Feature #11358

Set relevant check_interval and retry_interval for hosts and services

Added by bertagaz 2016-04-20 03:02:04 . Updated 2016-04-27 03:22:26 .

Status:
Resolved
Priority:
Normal
Assignee:
Category:
Infrastructure
Target version:
Start date:
2016-04-20
Due date:
% Done:

100%

Feature Branch:
Type of work:
Sysadmin
Blueprint:

Starter:
Affected tool:
Deliverable for:
268

Description

So far we’ve used import generic-service and import generic-host, which set the same check_interval and retry_interval for every services and hosts. These are a bit too short and not always relevant. We should set them to something that makes more sense.


Subtasks


History

#1 Updated by bertagaz 2016-04-20 03:35:31

  • % Done changed from 0 to 20

Set the check_interval to 5 minutes, and the retry_interval to 2 minutes for every hosts in commit puppet-tails:44a5a30. As the max_check_attempts is set to 3 by default, we should be notified after 6 minutes if a host is down (max_check_attempts * retry_interval). Previously the settings were 1 minutes and 30 seconds respectively, which sounded a bit low and intense to me.

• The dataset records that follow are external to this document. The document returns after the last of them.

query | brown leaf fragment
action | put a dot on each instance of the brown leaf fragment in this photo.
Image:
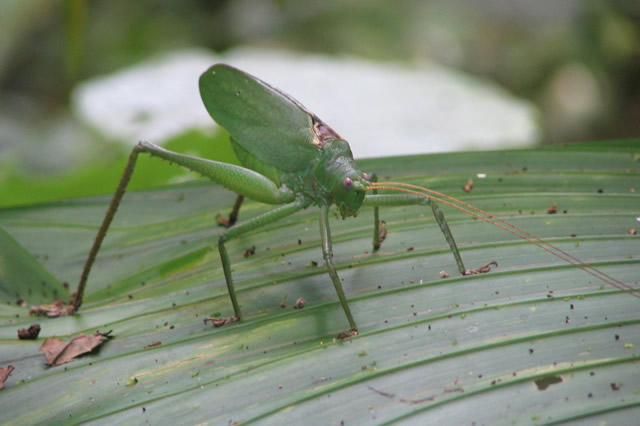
(346, 334)
(4, 374)
(299, 303)
(481, 270)
(53, 310)
(219, 322)
(59, 352)
(30, 333)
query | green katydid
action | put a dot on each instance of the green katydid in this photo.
(292, 158)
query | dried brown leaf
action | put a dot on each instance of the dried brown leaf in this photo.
(4, 374)
(59, 352)
(219, 322)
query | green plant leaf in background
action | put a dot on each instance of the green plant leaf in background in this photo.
(535, 341)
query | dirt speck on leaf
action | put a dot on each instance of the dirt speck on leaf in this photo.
(299, 303)
(4, 374)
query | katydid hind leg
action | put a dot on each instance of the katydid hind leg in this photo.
(327, 252)
(104, 227)
(244, 181)
(238, 230)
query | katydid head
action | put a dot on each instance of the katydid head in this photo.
(349, 193)
(341, 178)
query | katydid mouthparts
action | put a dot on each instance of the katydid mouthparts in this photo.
(292, 159)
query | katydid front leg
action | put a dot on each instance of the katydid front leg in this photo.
(327, 253)
(229, 221)
(236, 178)
(402, 200)
(379, 232)
(243, 228)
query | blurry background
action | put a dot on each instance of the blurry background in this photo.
(79, 80)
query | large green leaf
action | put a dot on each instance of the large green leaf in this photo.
(535, 341)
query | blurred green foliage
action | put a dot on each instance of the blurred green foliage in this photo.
(579, 61)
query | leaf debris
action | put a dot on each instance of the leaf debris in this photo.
(30, 333)
(219, 322)
(4, 374)
(59, 352)
(53, 310)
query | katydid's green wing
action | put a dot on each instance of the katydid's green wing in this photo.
(263, 120)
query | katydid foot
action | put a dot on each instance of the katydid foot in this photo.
(481, 270)
(346, 334)
(220, 321)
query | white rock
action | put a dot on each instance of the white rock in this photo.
(381, 109)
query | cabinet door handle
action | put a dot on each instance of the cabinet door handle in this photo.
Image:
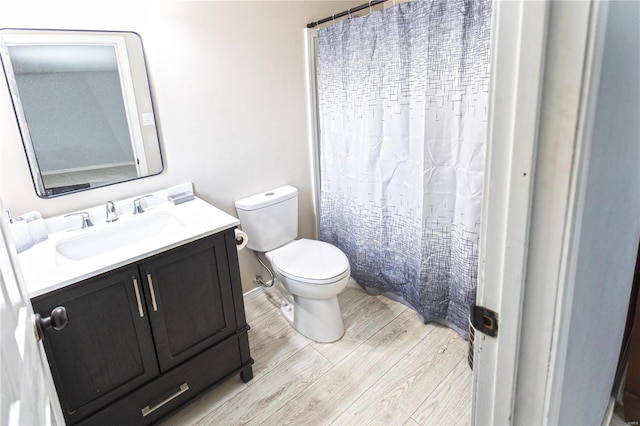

#2 Updated by bertagaz 2016-04-20 05:00:21

  • Assignee changed from bertagaz to intrigeri
  • % Done changed from 20 to 70
  • QA Check set to Ready for QA

I’ve set up the check_interval (c below) and retry_interval (r below) for the various services:

  • disks: c=12h and r=5m
  • apt: c=6h and r=5m
  • http: c=15m and r=5m
  • memory: c=10m and r=2m
  • torbrowser_archive: c=10m and r=2m
  • rsync: c=10m and r=2m
  • ssh and sftp accounts: c=10m and r=2m
  • whisperback: c=10m and r=2m

What do you think about that?

Also I think it will probably helps the HTTP checks to be a bit more stable, given they will be check less often.

#3 Updated by bertagaz 2016-04-20 06:44:50

  • blocks Feature #9484: Deploy the monitoring setup to production added

#4 Updated by bertagaz 2016-04-20 06:55:55

bertagaz wrote:
> Also I think it will probably helps the HTTP checks to be a bit more stable, given they will be check less often.

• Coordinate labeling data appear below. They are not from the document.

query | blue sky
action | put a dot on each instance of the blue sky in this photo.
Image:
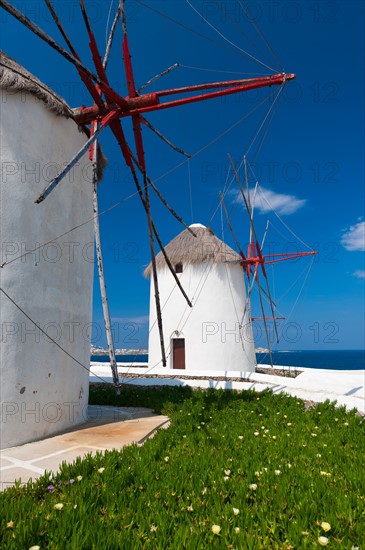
(310, 164)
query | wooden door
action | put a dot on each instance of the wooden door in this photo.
(178, 347)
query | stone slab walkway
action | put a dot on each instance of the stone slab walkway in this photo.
(107, 428)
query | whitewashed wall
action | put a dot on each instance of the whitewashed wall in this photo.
(213, 337)
(43, 391)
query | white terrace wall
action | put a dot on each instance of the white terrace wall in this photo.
(216, 336)
(43, 391)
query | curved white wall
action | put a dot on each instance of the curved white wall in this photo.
(216, 336)
(43, 391)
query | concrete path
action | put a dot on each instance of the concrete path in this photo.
(346, 387)
(106, 428)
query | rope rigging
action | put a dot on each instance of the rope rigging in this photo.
(246, 54)
(110, 109)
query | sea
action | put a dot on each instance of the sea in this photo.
(315, 359)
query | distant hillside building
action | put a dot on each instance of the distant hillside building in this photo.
(216, 332)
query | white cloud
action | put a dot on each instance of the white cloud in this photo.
(140, 320)
(354, 238)
(266, 200)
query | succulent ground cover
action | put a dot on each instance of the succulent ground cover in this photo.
(234, 470)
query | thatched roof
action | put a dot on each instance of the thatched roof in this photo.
(187, 249)
(14, 78)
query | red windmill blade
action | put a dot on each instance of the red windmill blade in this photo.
(255, 259)
(110, 108)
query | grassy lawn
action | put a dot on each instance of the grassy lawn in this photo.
(234, 470)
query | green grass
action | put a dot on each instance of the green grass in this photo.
(264, 469)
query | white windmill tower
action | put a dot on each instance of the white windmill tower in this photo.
(46, 291)
(212, 334)
(39, 135)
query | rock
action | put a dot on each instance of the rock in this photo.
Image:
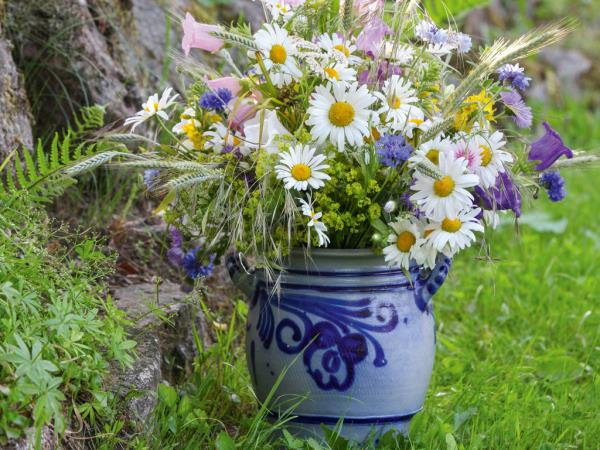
(163, 317)
(569, 65)
(15, 116)
(109, 52)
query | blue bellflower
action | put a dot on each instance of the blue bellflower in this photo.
(548, 149)
(392, 150)
(554, 185)
(194, 266)
(216, 101)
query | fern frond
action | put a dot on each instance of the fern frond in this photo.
(236, 39)
(54, 157)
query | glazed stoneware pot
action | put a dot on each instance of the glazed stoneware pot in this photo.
(355, 339)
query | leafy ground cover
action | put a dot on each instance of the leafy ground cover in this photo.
(58, 332)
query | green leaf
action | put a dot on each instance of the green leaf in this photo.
(224, 442)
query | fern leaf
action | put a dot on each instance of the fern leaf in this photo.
(40, 157)
(10, 182)
(54, 157)
(29, 165)
(65, 147)
(20, 173)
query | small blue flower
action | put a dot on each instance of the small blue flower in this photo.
(554, 184)
(216, 101)
(463, 42)
(523, 117)
(514, 75)
(193, 264)
(392, 150)
(150, 176)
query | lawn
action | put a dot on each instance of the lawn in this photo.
(517, 358)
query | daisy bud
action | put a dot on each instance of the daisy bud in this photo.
(390, 206)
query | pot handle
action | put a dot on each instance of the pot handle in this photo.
(242, 276)
(431, 283)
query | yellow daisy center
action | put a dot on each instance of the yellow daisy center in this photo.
(451, 225)
(405, 241)
(278, 54)
(301, 172)
(486, 155)
(331, 72)
(433, 155)
(444, 186)
(341, 114)
(342, 49)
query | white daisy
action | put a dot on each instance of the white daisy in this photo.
(338, 48)
(454, 233)
(402, 239)
(315, 223)
(279, 52)
(492, 156)
(341, 117)
(153, 107)
(430, 150)
(398, 102)
(424, 252)
(446, 196)
(221, 139)
(300, 167)
(186, 120)
(337, 72)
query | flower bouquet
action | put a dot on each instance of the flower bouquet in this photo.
(363, 128)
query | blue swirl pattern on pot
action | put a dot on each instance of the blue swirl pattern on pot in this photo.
(355, 339)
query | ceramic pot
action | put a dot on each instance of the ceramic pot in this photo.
(355, 338)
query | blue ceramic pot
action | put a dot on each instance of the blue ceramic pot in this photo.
(356, 339)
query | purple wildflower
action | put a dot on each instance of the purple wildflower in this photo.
(548, 149)
(193, 264)
(384, 71)
(216, 101)
(175, 254)
(514, 74)
(149, 177)
(426, 31)
(522, 113)
(502, 196)
(392, 150)
(554, 184)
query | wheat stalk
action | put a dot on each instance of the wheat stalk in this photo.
(236, 39)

This means we’ll have to check how the HTTP checks are behaving with this changes (see Feature #8650#note-25)

#5 Updated by intrigeri 2016-04-25 04:25:26

  • Assignee changed from intrigeri to bertagaz
  • QA Check changed from Ready for QA to Dev Needed

> I’ve set up the check_interval (c below) and retry_interval (r below) for the various services:

> * disks: c=12h and r=5m
> * apt: c=6h and r=5m

Sounds good.

> * http: c=15m and r=5m

So, we’ll learn after 15 (best case) to 30 (worst case) minutes if one of our HTTP services is down. A lot of our stuff (e.g. CI, image building, additional software packages feature) depends on our various HTTP services to be up, so this feels too relaxed to me. I would say c=5m and r=100s so that the notification is triggered between 5 and 10 minutes after the outage starts.

> * memory: c=10m and r=2m

I see value in checking this more often, as problematic memory usage peaks can be very short lived. Just set it back to the (somewhat crazy) defaults?

> * torbrowser_archive: c=10m and r=2m
> * rsync: c=10m and r=2m
> * ssh and sftp accounts: c=10m and r=2m
> * whisperback: c=10m and r=2m

OK.

#6 Updated by bertagaz 2016-04-26 04:59:34

  • Target version changed from Tails_2.3 to Tails_2.4

#7 Updated by bertagaz 2016-04-26 05:10:45

  • Assignee changed from bertagaz to intrigeri
  • QA Check changed from Dev Needed to Ready for QA

intrigeri wrote:
>
> > * http: c=15m and r=5m
>
> So, we’ll learn after 15 (best case) to 30 (worst case) minutes if one of our HTTP services is down. A lot of our stuff (e.g. CI, image building, additional software packages feature) depends on our various HTTP services to be up, so this feels too relaxed to me. I would say c=5m and r=100s so that the notification is triggered between 5 and 10 minutes after the outage starts.

Ok, I’ve implemented that in commit puppet-tails:625fd30. Let see how it behaves.

> > * memory: c=10m and r=2m
>
> I see value in checking this more often, as problematic memory usage peaks can be very short lived. Just set it back to the (somewhat crazy) defaults?

True, let’s try that. commit puppet-tails:6a66282

#8 Updated by intrigeri 2016-04-26 06:04:43

  • Status changed from In Progress to Resolved
  • Assignee deleted (intrigeri)
  • Target version changed from Tails_2.4 to Tails_2.3
  • % Done changed from 70 to 0
  • QA Check changed from Ready for QA to Pass

OK, great. Let’s handle as subtasks of Feature #8652 any issue we identify once we start really using the thing.

#9 Updated by intrigeri 2016-04-26 06:05:00

  • blocked by deleted (Feature #9484: Deploy the monitoring setup to production)

#10 Updated by intrigeri 2016-04-26 06:05:45

#11 Updated by bertagaz 2016-04-27 03:22:26

  • % Done changed from 0 to 100